Na época do crime, familiares já levantavam a hipótese de execução. Um familiar de um dos adolescentes, que pediu para não ser identificado, chegou a declarar que a PM teria assassinado o grupo. “A polícia matou friamente eles. Se deviam, teriam que pagar perante a lei. Vamos fazer a justiça direitinho, não justiça com as próprias mãos”, afirmou à Ponte.
Três provas no documento definem que não houve confronto entre os adolescentes e os policiais: o relato de uma sobrevivente que estava com os quatro rapazes, vídeos de câmeras de segurança e laudos das armas supostamente utilizadas pelos jovens (apresentadas na delegacia pelos PM) e do DHPP (Departamento de Homicídios e de Proteção à Pessoa).
Execução x legítima defesa
A testemunha narra que estava com os adolescentes em um carro e não viu nenhuma arma com eles. Após um tempo, o motorista teria percebido a viatura e entrou na Favela do Areião. Ao parar o carro, segundo a testemunha, ela ouviu “quatro barulhos fortes” e todos se deitaram no chão. Ela já prestou depoimento à Corregedoria da PM e ao DHPP.
“Na sequência, a testemunha ouviu vários disparos de arma de fogo, repetidos e uma das vítimas começou a gemer de dor e, na sequência, ouviu choro, sendo que uma das vítimas caiu sobre ela, que se fingiu de morta”, aponta o documento. Os tiros teriam sido dados após os cinco, desarmados, terem se rendido.
Depois dos disparos, a jovem aponta que um policial disse “quem está vivo levanta” e ela percebeu várias viaturas no local. Em seguida, um PM teria ditado para ela uma versão para contar na delegacia e a ameaçado. “Se acontecer alguma coisa e você mudar o seu depoimento, você e sua família terão que mudar de endereço”, teria dito o policial.
O relatório da Ouvidoria inclui um vídeo de câmera de segurança que registrou a ocorrência. Segundo o documento, “as imagens deixam claro que no momento dos disparos, não havia chamada “troca de tiros” e, sim, uma sequência cadencial de, provavelmente, uma arma de fogo. Ainda de acordo com o documento, o vídeo também comprova a conversa separada do PM com a testemunha.
Nas imagens obtidas pela Ponte, é possível ver apenas um PM atirando e o som de cinco disparos.
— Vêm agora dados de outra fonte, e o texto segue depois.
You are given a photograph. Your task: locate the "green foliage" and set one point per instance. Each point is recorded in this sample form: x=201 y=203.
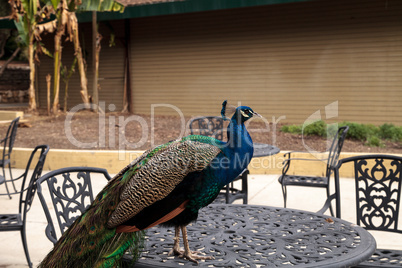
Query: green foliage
x=390 y=132
x=367 y=133
x=318 y=128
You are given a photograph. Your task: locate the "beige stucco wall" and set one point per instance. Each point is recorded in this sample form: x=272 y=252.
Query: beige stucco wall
x=114 y=161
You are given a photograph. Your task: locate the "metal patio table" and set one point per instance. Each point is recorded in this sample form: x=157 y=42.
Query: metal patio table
x=262 y=236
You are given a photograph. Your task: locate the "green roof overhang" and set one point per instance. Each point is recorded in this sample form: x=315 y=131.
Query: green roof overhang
x=169 y=8
x=179 y=7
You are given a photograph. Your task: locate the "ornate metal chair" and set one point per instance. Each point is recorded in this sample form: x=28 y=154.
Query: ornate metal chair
x=212 y=126
x=378 y=186
x=17 y=222
x=71 y=192
x=311 y=181
x=8 y=143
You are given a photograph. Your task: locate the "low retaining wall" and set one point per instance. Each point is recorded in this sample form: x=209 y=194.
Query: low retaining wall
x=114 y=161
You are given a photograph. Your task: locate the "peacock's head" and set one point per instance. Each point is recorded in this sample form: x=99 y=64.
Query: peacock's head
x=241 y=113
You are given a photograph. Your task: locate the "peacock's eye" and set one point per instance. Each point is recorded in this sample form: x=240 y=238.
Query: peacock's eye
x=246 y=113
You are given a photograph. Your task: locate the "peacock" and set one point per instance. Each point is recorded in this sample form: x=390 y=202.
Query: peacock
x=167 y=185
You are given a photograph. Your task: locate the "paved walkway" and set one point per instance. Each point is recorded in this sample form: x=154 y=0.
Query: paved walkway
x=263 y=190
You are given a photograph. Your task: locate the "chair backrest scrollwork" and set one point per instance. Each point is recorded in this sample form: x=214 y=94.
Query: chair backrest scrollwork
x=378 y=183
x=71 y=192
O vídeo registra o som de dois disparos antes da chegada de um policial com arma nas mãos, enquanto outro PM dá a volta atrás de um carro e mais um aparece abrindo a porta da viatura.
A versão dos PMs é diferente. Segundo eles, o veículo dos jovens era roubado e, quando os PMs perceberam, começaram uma perseguição. O motorista do carro teria dado disparos ao entrar na comunidade. Ao descerem do carro, “cinco indivíduos desembarcaram. Houve troca de tiros que culminou com quatro indivíduos baleados”, sustentaram os PMs à Polícia Civil.
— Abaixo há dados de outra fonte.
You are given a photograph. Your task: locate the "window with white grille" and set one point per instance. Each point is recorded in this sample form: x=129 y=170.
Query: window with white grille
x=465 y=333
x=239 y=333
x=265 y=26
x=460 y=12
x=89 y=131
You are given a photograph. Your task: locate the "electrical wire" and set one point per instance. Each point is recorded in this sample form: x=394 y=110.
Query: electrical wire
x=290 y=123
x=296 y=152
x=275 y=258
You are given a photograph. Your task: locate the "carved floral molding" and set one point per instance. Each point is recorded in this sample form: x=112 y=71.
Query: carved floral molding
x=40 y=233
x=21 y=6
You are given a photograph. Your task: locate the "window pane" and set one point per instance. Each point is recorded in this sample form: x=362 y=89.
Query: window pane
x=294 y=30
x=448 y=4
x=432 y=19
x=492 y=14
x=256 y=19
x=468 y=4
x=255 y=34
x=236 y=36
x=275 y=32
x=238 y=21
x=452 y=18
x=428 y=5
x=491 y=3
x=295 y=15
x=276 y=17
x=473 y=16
Ainda no B.O. (Boletim de Ocorrência) do caso, os PMs apontam terem apreendido quatro armas de fogo, sendo uma pistola e três revólveres, com os jovens. Duas delas (calibres .38 e 9mm) estariam ao lado dos jovens mortos e outras duas (outra .38 e um .32) dentro do carro.
‘PMs desconsideraram métodos’
No documento da Ouvidoria, três armas são apontadas como “supostamente utilizadas pelos civis”: 9mm, calibre 32 e uma calibre 38. Conforme o relatório, apenas a de calibre 32 realizou um único disparo, estando a pistola 9mm com todas as balas e a 38 com o tambor quebrado, “o que, em tese, impossibilitaria o seu uso”.
“As supostas armas utilizadas pelos adolescentes […] não apresentam condições de se estabelecer o confronto alegado e não provado pelos policiais militares”, sustenta o ouvidor Benedito Mariano, citando os 23 disparos feitos pelos PMs, sendo 11 pelo soldado Souza, 10 pelo sargento Costa e 2 pelo cabo Bezerra. Doze tiros acertaram os jovens.
Segundo o ouvidor Benedito Mariano, os PMs contrariaram regras básicas de atuação nesta ocorrência. “Os quatro conceitos do método Giraldi foram desconsiderados pelos PMs”, sustenta, citando “proporcionalidade, oportunidade, necessidade e qualidade”. E conclui: “Portanto, as mortes dos quatro adolescentes poderiam ser evitadas”.
O relatório foi enviado à Corregedoria da PM e ao DHPP, que investigam o caso. Mariano sustenta que ele “serve de subsídio para a apuração dos fatos”. Os policiais militares estão afastados das ruas, prestando serviço administrativo.